§ 18 LSeilbG, Untersuchungspflicht, Auskunft und Nachschau

§ 18 LSeilbG
Gesetz über Seilbahnen, Schleppaufzüge und Vergnügungsbahnen in Baden-Württemberg (Landesseilbahngesetz - LSeilbG)
Landesrecht Baden-Württemberg
Titel: Gesetz über Seilbahnen, Schleppaufzüge und Vergnügungsbahnen in Baden-Württemberg (Landesseilbahngesetz - LSeilbG)
Normgeber: Baden-Württemberg
Amtliche Abkürzung: LSeilbG
Referenz: 933
Abschnitt: 2. ABSCHNITT – Seilbahnen
 

(1) Seilbahnen sind jährlich auf ihre Sicherheit zu überprüfen. Seilschwebebahnen und Standseilbahnen sind von der Aufsichtsbehörde, Schleppaufzüge von für diesen Zweck anerkannten Sachverständigen zu untersuchen.

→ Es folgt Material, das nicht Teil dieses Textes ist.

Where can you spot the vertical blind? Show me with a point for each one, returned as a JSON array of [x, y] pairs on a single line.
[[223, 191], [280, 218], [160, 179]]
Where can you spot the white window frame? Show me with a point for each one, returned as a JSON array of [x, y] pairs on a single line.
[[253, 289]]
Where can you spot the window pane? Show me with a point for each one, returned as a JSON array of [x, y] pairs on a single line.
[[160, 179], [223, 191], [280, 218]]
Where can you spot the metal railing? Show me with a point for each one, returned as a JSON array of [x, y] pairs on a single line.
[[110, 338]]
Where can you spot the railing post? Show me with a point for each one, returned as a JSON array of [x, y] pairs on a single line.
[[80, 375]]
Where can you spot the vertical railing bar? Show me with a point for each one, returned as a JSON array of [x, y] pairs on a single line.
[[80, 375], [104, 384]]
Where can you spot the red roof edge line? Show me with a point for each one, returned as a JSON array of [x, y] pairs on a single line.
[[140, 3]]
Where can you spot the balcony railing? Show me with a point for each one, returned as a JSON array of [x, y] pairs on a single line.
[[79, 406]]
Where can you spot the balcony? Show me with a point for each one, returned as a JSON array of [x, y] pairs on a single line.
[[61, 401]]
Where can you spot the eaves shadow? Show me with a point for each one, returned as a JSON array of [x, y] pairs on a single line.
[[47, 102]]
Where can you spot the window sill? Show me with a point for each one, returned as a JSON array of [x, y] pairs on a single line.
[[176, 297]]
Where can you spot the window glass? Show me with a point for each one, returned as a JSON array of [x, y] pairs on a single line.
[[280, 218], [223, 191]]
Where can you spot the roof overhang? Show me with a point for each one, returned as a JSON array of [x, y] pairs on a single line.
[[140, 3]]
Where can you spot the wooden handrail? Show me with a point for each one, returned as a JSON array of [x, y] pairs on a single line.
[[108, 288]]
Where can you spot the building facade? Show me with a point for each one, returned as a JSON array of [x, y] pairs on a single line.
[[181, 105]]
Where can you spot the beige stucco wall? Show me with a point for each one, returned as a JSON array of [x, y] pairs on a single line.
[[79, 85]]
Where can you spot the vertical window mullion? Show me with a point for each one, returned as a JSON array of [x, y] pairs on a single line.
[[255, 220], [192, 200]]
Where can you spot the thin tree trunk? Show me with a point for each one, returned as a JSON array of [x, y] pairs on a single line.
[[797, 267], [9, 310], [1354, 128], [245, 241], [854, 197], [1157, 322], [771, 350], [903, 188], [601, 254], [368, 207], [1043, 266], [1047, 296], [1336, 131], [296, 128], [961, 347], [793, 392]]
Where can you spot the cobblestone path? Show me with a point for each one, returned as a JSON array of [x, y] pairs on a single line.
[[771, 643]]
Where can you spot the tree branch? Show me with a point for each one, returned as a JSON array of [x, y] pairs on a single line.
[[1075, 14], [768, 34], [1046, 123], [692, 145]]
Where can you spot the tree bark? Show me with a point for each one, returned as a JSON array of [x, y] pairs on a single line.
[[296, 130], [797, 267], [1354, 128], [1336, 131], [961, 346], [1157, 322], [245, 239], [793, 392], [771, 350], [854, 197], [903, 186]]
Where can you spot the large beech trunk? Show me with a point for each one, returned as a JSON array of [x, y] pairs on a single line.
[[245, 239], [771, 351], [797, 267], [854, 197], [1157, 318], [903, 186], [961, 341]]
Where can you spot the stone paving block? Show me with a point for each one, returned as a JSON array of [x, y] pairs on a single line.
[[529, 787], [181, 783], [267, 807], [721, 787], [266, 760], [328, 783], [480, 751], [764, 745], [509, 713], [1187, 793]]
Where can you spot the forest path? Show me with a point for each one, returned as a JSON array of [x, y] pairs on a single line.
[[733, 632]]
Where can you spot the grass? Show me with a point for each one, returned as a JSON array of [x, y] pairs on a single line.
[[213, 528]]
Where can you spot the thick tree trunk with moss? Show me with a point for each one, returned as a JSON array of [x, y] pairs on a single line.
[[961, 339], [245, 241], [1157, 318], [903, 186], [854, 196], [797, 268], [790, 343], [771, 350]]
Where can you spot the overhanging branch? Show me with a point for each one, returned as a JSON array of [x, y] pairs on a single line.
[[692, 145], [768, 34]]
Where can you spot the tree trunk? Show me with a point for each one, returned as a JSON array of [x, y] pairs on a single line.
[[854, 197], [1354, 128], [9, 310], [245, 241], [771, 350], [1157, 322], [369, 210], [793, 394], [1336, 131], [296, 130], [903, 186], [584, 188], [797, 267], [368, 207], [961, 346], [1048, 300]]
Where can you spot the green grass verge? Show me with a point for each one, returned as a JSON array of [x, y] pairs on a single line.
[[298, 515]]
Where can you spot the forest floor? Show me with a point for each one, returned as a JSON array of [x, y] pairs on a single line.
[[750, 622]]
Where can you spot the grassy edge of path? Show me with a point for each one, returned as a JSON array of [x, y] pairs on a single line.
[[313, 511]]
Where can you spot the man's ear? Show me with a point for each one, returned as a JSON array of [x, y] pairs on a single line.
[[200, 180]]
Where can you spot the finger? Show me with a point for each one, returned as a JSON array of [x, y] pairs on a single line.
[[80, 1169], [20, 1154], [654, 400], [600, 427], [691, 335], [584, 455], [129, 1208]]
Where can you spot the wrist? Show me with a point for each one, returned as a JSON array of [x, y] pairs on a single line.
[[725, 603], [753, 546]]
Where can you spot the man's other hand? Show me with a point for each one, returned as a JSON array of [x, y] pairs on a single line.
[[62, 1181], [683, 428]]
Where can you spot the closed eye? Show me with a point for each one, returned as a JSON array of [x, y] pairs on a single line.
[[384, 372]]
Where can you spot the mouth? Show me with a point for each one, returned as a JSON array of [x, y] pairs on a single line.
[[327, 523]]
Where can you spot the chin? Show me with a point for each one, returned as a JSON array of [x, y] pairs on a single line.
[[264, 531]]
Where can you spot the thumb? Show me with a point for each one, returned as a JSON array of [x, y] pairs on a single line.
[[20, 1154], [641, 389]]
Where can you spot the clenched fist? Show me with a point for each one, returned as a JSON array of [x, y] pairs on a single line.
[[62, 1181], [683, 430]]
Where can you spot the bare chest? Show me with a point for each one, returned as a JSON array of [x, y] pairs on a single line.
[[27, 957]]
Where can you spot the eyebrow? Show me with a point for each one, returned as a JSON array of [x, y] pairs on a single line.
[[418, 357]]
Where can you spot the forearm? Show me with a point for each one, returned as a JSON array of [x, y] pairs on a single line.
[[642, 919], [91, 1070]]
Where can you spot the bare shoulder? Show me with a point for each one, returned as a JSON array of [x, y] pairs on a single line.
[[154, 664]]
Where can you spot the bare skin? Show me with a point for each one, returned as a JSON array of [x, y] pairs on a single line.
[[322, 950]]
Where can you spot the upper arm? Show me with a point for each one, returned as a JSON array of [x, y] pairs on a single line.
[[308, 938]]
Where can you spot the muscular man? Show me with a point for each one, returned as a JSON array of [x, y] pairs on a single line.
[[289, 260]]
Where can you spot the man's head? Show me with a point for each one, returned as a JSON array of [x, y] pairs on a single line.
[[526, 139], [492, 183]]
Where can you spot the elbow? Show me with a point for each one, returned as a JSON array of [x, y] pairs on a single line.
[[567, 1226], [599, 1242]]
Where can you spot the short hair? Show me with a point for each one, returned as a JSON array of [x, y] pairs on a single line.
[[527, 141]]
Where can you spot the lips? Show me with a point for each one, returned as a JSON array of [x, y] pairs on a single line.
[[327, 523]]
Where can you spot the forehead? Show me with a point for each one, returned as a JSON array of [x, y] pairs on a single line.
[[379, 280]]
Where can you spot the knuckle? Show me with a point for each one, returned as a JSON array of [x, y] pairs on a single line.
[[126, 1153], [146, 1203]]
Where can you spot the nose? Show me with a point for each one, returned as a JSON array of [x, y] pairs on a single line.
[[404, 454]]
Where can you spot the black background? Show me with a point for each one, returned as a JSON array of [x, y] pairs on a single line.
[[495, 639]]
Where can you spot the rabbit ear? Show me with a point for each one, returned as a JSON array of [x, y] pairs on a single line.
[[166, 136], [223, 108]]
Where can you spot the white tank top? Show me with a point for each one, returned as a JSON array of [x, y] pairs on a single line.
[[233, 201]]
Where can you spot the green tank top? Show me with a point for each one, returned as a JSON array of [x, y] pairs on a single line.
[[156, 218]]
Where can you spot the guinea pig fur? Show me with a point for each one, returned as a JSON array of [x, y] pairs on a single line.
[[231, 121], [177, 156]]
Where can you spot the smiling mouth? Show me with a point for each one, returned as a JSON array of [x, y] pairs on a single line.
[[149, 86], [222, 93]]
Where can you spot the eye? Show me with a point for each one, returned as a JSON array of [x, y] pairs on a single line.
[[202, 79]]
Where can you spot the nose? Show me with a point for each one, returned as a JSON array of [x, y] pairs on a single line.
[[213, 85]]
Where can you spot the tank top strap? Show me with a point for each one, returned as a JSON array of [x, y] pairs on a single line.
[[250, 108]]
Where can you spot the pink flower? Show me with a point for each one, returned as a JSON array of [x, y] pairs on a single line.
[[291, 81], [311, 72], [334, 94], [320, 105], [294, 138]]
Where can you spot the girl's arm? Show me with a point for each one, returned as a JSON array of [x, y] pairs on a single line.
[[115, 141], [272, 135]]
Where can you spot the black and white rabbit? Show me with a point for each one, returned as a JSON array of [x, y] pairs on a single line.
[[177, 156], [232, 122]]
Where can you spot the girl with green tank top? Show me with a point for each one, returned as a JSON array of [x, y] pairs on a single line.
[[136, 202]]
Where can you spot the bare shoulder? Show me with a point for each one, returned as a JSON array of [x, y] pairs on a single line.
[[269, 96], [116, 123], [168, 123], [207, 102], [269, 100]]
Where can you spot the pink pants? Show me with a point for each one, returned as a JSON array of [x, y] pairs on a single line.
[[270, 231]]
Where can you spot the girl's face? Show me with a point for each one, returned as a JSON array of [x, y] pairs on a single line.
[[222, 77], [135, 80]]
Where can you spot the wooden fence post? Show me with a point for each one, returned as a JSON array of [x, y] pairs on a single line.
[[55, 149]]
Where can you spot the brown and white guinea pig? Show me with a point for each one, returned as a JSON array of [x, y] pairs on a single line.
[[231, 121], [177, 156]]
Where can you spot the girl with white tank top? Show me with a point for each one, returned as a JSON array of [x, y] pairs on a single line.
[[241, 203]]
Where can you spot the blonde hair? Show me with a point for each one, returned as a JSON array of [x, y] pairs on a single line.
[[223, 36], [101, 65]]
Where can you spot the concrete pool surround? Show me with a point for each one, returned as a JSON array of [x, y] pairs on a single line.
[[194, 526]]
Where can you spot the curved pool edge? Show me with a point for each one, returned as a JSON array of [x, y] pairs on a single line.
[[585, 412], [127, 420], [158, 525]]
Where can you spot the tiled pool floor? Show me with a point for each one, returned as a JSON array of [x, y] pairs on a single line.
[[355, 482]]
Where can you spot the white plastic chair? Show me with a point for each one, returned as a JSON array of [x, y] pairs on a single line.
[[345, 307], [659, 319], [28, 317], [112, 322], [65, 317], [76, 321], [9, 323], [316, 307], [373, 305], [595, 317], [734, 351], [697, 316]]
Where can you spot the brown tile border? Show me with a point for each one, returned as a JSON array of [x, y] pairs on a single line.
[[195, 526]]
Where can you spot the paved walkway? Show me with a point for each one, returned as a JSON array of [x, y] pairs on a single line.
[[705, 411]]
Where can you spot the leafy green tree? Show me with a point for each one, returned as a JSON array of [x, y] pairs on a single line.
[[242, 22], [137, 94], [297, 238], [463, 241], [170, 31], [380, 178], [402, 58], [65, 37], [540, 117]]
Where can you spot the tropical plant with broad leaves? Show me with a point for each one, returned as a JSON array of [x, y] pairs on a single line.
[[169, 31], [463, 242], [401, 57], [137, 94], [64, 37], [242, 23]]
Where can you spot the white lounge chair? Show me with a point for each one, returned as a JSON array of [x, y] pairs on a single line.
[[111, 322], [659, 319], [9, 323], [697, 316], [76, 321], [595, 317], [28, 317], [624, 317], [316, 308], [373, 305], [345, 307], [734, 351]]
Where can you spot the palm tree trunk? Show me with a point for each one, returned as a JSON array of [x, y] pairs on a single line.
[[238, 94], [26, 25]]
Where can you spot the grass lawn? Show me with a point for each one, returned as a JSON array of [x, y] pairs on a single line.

(2) Die Aufsichtsbehörde beziehungsweise der Sachverständige erstellt einen Bericht über die durchgeführte Prüfung und übergibt diesen dem Seilbahnunternehmer. Der Prüfbericht des Sachverständigen ist der Aufsichtsbehörde vorzulegen. Die im Bericht aufgeführten Maßnahmen hat der Unternehmer umzusetzen und den Vollzug der Aufsichtsbehörde zu melden.

(3) Der Seilbahnunternehmer hat der Aufsichtsbehörde unverzüglich alle Vorkommnisse mitzuteilen, die für die Sicherheit der Anlage oder Leistungsfähigkeit des Unternehmens von Bedeutung sein können. Er hat der Aufsichtsbehörde jährlich einen Geschäftsbericht und eine Übersicht über die Zahl der beförderten Personen vorzulegen.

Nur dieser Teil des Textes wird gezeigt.